Secularism After the Crusades
[One of 50 articles written and published for Demand Media in 2013]
The Crusades were a series of military conflicts spanning two centuries, from 1095 – 1300. The First Crusade began as a bid by Pope Urban II to wrest Jerusalem and surrounding areas from Muslim rule (sometimes referred to as the East, or Asia Minor) and back under Christian control (the West). The First Crusade was successful, but the seven Crusades and assorted minor battles afterward fared poorly, with lasting consequences. The aftermath altered attitudes toward the Roman Catholic church and encouraged skepticism. This diluted church authority, led to the Protestant Reformation and the secular ideas of the Renaissance.
In the West, merchants in Italy’s port cities on the Mediterranean Sea grew rich as middlemen moving troops and supplies to the Levant, while also shipping goods like rice, coffee, sugar and cotton cloth from the Muslim world to Europe. Their wealth, together with the increase in travel and commerce, would become critical to sparking the Italian Renaissance and early thinking about secular governance in the 14th century.
In the East, the Islamic world was united by the sultan Saladin, attaining military supremacy following a period of internal division. Secular governments ruled by sultans and emirs already existed in this era, but the division of power between political and religious leaders (caliphs) was in transition. Military and economic matters became largely secular, while social administration was primarily governed by Sharia law.
The Crusades’ many military defeats cost the Catholic church substantial respect and credibility, weakening the papacy. Perceptions of corruption and turmoil in the church continued, leading to the Western Schism in 1378. Cardinals elected two different popes, triggering a political crisis and warfare. The aftermath emboldened kings and spurred resistance to church authority, paving the way toward a more secular worldview in the West.

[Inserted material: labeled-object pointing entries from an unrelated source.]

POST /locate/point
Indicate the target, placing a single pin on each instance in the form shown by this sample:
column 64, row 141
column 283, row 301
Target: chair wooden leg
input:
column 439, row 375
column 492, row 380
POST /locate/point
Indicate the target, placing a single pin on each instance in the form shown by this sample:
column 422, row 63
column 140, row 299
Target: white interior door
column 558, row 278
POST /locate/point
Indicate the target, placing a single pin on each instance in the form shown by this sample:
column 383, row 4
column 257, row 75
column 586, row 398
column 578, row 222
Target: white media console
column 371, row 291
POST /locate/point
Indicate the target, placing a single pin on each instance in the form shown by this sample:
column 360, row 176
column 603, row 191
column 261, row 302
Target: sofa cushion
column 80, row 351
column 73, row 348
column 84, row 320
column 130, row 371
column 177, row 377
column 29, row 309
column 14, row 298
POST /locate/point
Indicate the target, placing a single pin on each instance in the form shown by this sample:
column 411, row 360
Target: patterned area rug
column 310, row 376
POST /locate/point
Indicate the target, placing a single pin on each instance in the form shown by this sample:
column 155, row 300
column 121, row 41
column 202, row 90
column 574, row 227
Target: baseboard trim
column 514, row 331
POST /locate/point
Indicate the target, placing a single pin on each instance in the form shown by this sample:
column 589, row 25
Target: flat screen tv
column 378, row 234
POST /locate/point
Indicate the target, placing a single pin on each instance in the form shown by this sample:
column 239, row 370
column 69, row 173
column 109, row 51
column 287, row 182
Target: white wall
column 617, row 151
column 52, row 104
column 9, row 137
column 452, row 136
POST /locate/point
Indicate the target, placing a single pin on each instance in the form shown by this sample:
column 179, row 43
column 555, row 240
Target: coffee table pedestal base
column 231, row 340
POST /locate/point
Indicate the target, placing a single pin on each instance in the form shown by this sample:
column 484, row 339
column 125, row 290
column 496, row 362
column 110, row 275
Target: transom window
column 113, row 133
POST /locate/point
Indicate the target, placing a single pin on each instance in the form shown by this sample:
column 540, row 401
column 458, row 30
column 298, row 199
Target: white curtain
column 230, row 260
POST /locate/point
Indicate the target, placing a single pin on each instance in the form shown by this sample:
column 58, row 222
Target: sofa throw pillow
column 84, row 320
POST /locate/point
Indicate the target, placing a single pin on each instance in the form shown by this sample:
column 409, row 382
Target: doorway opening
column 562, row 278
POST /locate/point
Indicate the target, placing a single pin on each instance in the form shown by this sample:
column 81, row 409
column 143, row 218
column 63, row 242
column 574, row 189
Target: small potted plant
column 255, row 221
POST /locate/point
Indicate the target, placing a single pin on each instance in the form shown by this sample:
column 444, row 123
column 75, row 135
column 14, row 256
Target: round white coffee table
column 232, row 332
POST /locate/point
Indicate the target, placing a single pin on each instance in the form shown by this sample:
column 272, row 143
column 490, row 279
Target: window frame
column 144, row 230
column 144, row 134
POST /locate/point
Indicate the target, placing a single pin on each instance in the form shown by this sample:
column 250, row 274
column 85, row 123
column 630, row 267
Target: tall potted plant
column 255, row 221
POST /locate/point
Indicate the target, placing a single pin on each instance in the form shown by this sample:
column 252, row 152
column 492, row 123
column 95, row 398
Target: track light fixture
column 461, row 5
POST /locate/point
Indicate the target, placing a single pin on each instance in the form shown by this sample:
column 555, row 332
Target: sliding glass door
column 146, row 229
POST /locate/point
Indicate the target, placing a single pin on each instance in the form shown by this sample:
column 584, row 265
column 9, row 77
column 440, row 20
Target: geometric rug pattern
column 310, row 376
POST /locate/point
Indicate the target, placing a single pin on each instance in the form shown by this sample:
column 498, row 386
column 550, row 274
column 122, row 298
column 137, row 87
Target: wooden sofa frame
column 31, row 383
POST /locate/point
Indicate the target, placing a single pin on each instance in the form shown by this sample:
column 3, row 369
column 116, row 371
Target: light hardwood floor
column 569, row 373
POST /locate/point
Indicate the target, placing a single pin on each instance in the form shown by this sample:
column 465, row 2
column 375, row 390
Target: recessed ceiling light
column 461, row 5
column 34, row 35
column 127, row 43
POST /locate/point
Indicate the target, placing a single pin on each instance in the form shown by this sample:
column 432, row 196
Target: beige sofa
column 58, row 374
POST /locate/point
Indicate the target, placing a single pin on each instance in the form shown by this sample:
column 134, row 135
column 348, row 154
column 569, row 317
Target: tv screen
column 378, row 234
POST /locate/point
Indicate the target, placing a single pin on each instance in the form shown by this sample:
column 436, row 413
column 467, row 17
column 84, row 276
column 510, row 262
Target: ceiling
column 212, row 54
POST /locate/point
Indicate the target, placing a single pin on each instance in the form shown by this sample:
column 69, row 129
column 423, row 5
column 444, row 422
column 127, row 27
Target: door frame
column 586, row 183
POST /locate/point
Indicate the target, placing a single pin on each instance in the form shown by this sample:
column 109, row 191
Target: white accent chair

An incalculable — and for Christians, self-inflicted — loss of world knowledge occurred when Norman (Christian) crusaders burned the Imperial library during the Sack of Constantinople in 1204, destroying both secular and religious literature. This assault on the eastern center of Christianity marked the end of the Byzantine empire, the last vestige of the Roman empire wherein Christianity first emerged.
Despite ongoing war and dissension, the time of the Crusades — known as the High Middle Ages — were also a period of consolidation and expansion for secular and religious spheres alike. Greater stability emerged in legal and financial institutions, communication systems improved and political organization gained sophistication. Church bureaucracy grew to include the papal curia, a variety of organizations that helped administer the Roman Catholic church.
Doctrinal compliance and consolidation of church authority was accomplished through the medieval inquisition, beginning around 1184 through the 1230s. Deviation from official church doctrine became subject to a series of aggressive, locally-based efforts to eliminate dissent and heretical views. Bishops and papal emissaries were given wide latitude — including torture — to root out heresy, but as church representatives, they were not permitted to kill. The job of burning unrepentant heretics at the stake was conducted by secular authorities. Little imagination is needed to perceive the effect on secular thought.